Q 35- Discuss the problems raised by India's recently issued guidelines governing cross-border electricity commerce. (250 words)
Paper & Topic: GS II à Government policies and interventions for development in various sectors and issues arising out of their design and implementation
GS III à Infrastructure: Energy, Ports, Roads, Airports, Railways etc
Model Answer:
Introduction:
India has issued new regulations governing the cross-border trade of power.
They outline the boundaries of the South Asian power market, defining who can buy from and sell to India.
This has consequences for Bangladesh's, Bhutan's, and Nepal's power markets, which have connected their energy futures with the Indian market to varied degrees.
The new guidelines aim to strike a balance between China's expanding regional influence and the region's development goals.
Body:
New cross-border electricity trade provisions:
Power plants owned by a corporation based in the nation that does not have a bilateral agreement with India on power sector cooperation are not allowed to participate under the new conditions.

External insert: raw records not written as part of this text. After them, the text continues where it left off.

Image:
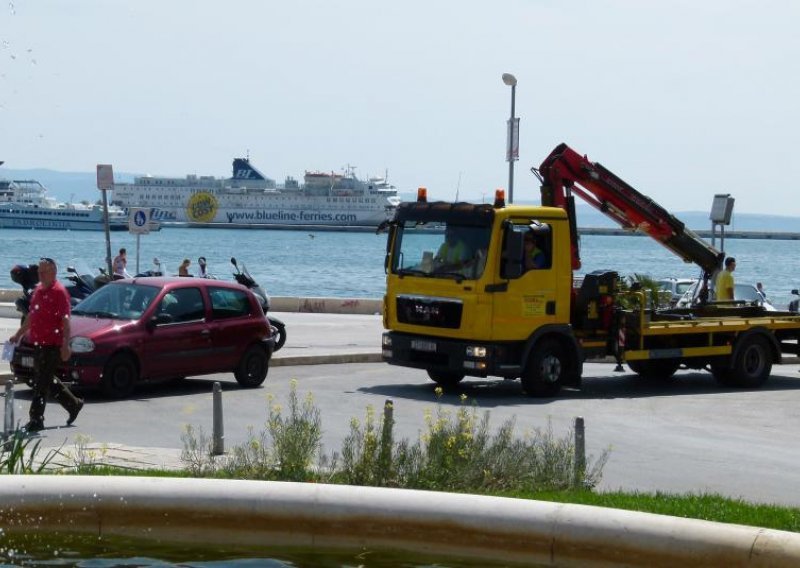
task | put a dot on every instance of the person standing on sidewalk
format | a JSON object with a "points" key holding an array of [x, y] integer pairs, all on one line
{"points": [[47, 326], [725, 287]]}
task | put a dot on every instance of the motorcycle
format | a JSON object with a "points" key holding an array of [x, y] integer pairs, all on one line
{"points": [[157, 270], [82, 281], [27, 276], [243, 277]]}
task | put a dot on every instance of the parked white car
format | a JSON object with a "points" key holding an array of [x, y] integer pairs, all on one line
{"points": [[743, 292], [675, 286]]}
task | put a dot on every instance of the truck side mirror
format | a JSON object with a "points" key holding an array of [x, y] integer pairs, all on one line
{"points": [[512, 255]]}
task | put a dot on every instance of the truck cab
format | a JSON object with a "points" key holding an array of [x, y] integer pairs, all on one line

The rules impose the same security constraints on tripartite trade, such as trade between Bhutan and Bangladesh via Indian territory.
The guidelines set elaborate surveillance mechanisms to detect changes in the ownership patterns of organisations trading with India, making things even more secure.
Concerns about the new rules include:
The institutional framework that has formed over the last decade as a result of this churn is India-centric. India has a geographical advantage because it is located in the heart of South Asia.
However, India's monopolistic power tendencies would irritate its neighbours, since it will stifle their economic growth.
India's vision of One Sun, One World, One Grid will be hampered by the lack of impartial institutions for planning, investment, and conflict resolution in the power trade (OSOWOG).
With intentions to expand energy ties to counter China's growing influence, cross-border energy trading is a vital aspect of the neighborhood-first policy.
However, it may harm India's soft influence among its smaller neighbours.
India's regional leadership may not flourish without a standard-based approach, which could have an impact on other global endeavours by its neighbours who may be hesitant to trust India.
Steps to take:
By establishing criteria that investors and utilities can prepare for and profit from, an appealing institutional model can entice countries to join the pool.
Countries are consequently unlikely to defect to other pools once they have been locked in.
The most likely initial battleground will be Southeast Asia, where China currently reigns supreme. A well-thought-out, durable institutional architecture will almost certainly outperform everything China has to offer.
It's worth thinking about loosening the vice-like grip on South Asia, which is intended at fighting China, by establishing a rule-based regional institution that can counter Chinese offerings in other arenas.
Conclusion:
India could develop an appealing institutional model by establishing norms that benefit both investors and utilities.
India must establish a regional organisation based on rules to counter Chinese offerings in other arenas.